--Tears of the Sun
When a virus infects the body, white blood cells called B lymphocytes (a.k.a. B cells) imprint on specific virus proteins (a.k.a. antigens) presented to them. Subsequently, many of those B cells become 'memory B cells,' specializing in producing antibodies to combat those antigens.
When different viral infections arrive in the future, memory B cells quickly pour forth antibodies that they learned to produce in the original case, essentially hogging areas around antibodies that slower moving naïve B-cells would use utilize to learn about new viral features. Although the immune system continues to adapt, it does so with 'path dependence.' Stated differently, immune system responses are shaped by the early stimuli that B cells encounter.
This is the central notion of original antigenic sin. Original virus infections during childhood govern antibody responses thereafter.
The concept of original antigenic sin carries important implications. Different age cohorts in a population are likely to have overlapping or layered immunity to different viral strains. For example, children exposed to the swine flu develop immune responses that differ from a childhood cohort exposed to the Hong Kong flu. Consequently, different generations interlock to attenuate the influence of a particular pathogen.
One reason that flu shots lack effectiveness is that they may have limited power to redirect the adult immune systems against novel influenza strains since those immune systems have long since been primed along a different path by childhood infections.
The influence of original antigenic sin on vaccine effectiveness has been contested, however. Opponents point toward studies suggesting that all cause mortalities decline after administration of flu shots. Counter studies suggest that such research is subject to confounding variables that produce spurious relationships between flu shots and effectiveness.

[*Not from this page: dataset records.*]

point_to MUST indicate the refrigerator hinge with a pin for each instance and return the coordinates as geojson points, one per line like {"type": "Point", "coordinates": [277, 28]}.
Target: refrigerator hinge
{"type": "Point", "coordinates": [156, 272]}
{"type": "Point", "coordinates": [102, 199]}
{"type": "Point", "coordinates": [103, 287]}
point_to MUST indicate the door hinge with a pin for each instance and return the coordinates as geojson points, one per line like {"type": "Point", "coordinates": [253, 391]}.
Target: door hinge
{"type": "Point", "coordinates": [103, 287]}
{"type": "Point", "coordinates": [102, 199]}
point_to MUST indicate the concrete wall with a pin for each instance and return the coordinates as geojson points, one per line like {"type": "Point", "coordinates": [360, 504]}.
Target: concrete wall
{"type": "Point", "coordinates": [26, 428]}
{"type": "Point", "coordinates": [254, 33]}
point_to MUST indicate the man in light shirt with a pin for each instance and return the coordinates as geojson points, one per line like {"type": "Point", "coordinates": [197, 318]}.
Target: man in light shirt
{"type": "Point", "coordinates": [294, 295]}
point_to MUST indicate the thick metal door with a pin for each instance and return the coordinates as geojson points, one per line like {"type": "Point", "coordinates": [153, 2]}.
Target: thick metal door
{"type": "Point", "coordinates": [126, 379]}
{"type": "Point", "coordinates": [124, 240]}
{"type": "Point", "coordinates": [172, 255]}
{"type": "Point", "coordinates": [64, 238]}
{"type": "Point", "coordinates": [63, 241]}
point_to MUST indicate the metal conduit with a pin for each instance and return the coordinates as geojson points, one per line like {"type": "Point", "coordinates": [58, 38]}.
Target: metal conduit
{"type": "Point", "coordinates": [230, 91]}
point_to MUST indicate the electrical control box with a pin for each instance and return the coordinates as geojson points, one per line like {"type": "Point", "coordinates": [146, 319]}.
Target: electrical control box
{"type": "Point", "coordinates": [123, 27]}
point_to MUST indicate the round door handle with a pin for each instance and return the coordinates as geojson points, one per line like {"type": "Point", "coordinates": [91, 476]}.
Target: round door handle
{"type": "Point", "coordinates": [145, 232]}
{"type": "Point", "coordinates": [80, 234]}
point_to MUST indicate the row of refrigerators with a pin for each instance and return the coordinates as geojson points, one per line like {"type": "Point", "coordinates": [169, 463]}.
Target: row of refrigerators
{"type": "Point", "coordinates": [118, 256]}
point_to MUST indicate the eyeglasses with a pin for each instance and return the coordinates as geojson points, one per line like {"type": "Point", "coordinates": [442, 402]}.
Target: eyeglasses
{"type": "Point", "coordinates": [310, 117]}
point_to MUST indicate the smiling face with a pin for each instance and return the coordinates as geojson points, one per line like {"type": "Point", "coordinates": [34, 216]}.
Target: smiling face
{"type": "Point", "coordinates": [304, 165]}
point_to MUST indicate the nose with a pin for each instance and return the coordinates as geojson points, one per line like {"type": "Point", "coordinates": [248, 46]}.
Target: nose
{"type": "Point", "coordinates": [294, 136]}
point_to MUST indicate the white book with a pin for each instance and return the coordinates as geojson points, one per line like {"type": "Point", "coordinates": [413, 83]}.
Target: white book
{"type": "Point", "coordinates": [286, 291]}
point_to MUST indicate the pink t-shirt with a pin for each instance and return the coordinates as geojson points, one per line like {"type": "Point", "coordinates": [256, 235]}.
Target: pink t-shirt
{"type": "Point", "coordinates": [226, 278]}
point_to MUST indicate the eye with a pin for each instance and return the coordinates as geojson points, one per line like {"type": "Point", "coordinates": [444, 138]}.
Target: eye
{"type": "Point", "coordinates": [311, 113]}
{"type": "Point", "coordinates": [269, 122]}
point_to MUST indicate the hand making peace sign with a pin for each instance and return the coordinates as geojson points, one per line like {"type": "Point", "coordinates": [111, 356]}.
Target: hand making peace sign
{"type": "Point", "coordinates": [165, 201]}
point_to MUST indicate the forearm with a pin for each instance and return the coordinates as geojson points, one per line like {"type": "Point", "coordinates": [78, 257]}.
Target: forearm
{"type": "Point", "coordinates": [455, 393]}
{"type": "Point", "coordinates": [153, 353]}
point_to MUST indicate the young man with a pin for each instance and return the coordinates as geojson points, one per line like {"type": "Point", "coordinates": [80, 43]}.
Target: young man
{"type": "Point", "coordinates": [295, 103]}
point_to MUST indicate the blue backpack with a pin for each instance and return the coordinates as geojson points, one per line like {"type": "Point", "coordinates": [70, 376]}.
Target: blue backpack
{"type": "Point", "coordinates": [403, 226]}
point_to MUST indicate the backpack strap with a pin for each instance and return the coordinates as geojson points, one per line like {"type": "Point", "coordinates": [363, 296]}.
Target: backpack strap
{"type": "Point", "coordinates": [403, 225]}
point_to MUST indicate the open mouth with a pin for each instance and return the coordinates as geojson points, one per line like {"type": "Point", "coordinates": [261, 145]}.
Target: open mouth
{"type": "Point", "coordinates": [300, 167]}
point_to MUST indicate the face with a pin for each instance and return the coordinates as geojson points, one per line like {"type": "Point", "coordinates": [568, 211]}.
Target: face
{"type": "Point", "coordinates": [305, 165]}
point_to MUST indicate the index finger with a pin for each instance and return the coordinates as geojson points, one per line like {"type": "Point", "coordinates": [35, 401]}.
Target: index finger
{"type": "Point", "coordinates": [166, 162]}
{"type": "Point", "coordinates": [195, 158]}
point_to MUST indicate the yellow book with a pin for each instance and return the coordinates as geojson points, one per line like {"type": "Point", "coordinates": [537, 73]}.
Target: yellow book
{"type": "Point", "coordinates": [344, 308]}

To the extent that the theory of original antigenic sin is valid, it suggests ominous consequences for policies that encourage or require vaccines across large swaths of populations. Instead of layered, population-wide resistance to successive SARS-2 strains that are certain to evolve as the virus adapts to its environment, inoculating the majority of a population with a vaccine designed to combat narrow strains of the virus is likely to attenuate antibody responses to future variants. Most people will have their primary immune responses to SARS-2 conditioned to the spike protein of the vintage 2020 configuration, leaving them less adaptive capacity moving forward.
Vaccinating children would be particularly problematic. The virus is not a threat to them, and as they become naturally infected with future CV19 strains they will help the entire population develop the layered immunity essential to long term resistance to the virus. By narrowly conditioning childhood immune systems to current strains via the shot, these policies risk creating a perpetual pandemic state.
Of course, it is not outside the realm of possibility that this is precisely what some policymakers may have in mind.